= Ninon Hesse =

Ukrainian art historian (1895–1966)

Ninon Hesse (18 September 1895 – 22 September 1966) was an art historian and Hermann Hesse's third wife.

Ninon Ausländer was born to a Jewish lawyer in Czernowitz, Ukraine and studied archaeology, art history and medicine in Vienna, Austria. In 1918, she married caricaturist B. F. Dolbin, whom she left in 1920; the official divorce only took place in 1931.

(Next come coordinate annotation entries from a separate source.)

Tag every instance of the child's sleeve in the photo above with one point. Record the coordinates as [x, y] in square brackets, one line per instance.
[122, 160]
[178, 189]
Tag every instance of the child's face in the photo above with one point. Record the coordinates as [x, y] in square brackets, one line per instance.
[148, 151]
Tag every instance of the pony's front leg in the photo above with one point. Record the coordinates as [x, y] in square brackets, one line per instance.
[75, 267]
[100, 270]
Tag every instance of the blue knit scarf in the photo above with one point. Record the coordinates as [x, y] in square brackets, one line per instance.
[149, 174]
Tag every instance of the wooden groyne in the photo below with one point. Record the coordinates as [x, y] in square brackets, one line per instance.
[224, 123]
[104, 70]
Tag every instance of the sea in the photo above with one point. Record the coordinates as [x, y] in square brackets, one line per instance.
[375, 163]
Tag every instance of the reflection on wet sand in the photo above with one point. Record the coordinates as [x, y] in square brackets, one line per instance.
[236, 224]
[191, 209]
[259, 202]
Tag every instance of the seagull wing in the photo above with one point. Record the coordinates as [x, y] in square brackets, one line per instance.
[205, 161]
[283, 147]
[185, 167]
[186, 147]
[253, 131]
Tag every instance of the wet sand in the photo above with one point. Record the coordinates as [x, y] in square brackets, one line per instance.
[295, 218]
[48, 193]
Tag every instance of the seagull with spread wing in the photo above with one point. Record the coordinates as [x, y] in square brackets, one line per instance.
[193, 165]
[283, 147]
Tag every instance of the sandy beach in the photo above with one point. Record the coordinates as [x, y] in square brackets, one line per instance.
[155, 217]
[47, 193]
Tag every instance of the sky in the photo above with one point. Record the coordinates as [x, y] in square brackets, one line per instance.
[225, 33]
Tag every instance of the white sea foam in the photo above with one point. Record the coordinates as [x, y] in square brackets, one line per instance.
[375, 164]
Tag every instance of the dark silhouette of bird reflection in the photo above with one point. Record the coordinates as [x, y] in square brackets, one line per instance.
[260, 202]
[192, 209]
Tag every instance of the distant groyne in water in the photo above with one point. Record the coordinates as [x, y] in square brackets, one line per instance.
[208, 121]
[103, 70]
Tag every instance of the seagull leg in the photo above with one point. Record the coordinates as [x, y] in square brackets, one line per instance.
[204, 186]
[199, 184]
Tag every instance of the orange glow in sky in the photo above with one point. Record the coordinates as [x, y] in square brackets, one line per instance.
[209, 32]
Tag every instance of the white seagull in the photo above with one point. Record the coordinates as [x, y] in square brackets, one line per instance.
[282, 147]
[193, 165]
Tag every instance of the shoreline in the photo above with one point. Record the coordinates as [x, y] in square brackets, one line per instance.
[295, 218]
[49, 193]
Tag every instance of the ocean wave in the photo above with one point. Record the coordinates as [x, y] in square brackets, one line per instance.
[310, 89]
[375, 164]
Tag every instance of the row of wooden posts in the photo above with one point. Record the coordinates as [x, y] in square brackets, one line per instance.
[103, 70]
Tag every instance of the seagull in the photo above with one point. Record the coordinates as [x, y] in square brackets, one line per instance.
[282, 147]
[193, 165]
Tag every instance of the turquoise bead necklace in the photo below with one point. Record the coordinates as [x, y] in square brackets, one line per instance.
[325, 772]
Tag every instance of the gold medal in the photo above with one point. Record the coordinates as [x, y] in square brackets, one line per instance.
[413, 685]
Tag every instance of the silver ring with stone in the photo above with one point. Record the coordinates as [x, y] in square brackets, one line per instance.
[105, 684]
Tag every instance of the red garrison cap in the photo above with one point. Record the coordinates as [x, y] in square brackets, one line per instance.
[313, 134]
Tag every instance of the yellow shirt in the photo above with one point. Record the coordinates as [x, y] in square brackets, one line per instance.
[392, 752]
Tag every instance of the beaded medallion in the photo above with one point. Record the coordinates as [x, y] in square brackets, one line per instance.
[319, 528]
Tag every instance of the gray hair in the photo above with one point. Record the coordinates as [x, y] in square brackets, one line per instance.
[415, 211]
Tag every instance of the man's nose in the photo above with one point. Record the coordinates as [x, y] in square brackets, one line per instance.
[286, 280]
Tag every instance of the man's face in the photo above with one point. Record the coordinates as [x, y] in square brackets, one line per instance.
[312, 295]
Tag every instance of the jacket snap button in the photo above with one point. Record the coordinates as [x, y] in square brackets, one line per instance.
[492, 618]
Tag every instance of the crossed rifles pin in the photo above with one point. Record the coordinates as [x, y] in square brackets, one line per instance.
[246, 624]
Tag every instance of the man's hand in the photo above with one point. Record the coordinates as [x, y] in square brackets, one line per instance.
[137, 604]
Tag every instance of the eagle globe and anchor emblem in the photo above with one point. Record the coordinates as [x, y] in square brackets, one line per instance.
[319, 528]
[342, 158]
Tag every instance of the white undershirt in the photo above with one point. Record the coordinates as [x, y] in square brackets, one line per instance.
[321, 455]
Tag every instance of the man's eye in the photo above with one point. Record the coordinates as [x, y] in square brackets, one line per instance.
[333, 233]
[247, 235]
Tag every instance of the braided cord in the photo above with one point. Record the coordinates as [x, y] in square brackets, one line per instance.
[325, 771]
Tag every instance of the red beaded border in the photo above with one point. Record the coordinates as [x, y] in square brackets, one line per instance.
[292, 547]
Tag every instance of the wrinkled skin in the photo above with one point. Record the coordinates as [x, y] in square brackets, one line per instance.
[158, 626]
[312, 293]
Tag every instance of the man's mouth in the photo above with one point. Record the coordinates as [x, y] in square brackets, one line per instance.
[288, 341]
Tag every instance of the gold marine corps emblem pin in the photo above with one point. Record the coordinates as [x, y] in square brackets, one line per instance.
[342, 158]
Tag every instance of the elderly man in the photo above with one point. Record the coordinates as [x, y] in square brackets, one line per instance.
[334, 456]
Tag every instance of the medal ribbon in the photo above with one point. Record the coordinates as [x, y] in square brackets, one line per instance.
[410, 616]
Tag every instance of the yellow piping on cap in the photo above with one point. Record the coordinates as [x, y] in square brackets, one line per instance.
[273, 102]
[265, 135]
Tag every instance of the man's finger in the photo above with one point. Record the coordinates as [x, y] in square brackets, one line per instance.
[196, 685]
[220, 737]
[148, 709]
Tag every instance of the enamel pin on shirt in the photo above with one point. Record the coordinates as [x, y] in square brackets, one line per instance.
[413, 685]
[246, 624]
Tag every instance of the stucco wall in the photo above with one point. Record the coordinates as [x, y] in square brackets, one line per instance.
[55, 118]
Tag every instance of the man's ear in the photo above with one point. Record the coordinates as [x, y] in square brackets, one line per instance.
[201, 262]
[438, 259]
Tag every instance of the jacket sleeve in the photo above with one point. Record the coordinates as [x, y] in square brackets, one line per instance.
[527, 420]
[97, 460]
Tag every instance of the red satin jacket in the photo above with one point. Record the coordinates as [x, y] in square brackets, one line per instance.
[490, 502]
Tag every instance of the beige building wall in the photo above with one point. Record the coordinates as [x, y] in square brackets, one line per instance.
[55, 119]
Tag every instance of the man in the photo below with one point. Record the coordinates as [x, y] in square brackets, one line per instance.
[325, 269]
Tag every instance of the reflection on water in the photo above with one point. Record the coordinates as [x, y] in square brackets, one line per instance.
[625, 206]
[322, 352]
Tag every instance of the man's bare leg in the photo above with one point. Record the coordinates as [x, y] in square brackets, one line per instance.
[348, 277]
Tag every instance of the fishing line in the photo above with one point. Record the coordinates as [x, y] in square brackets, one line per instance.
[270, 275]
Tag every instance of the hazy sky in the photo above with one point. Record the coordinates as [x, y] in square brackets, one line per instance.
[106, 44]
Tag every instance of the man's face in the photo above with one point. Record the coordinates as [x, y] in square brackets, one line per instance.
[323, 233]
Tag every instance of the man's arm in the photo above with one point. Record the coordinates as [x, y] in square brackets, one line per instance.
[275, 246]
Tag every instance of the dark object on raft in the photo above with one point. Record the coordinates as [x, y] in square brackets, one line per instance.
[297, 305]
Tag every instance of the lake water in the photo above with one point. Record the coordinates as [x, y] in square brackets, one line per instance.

Although she had written a letter to Hesse after reading his novel Peter Camenzind in 1910, she only met him in 1922. She met him again at Zürich in the winter of 1926 and the pair cultivated a close relationship when they returned to the city a year later. The two lived together from 1927 and married in November 1931. They lived in Casa Bodmer at Montagnola.

Ninon Hesse played an important role in Hermann Hesse's life not only as the love of his life, but also as she helped him to continue with his work when his eyes got weak by reading to him and writing for him, and collecting and editing his writings and letters after his death in 1962. It was Ninon, for example, who transcribed her husband's letters and family documents dating to Hermann's early years, particularly from his studies at Basel Knabenhaus. She also maintained that her husband's works were not to be filmed as this was his will.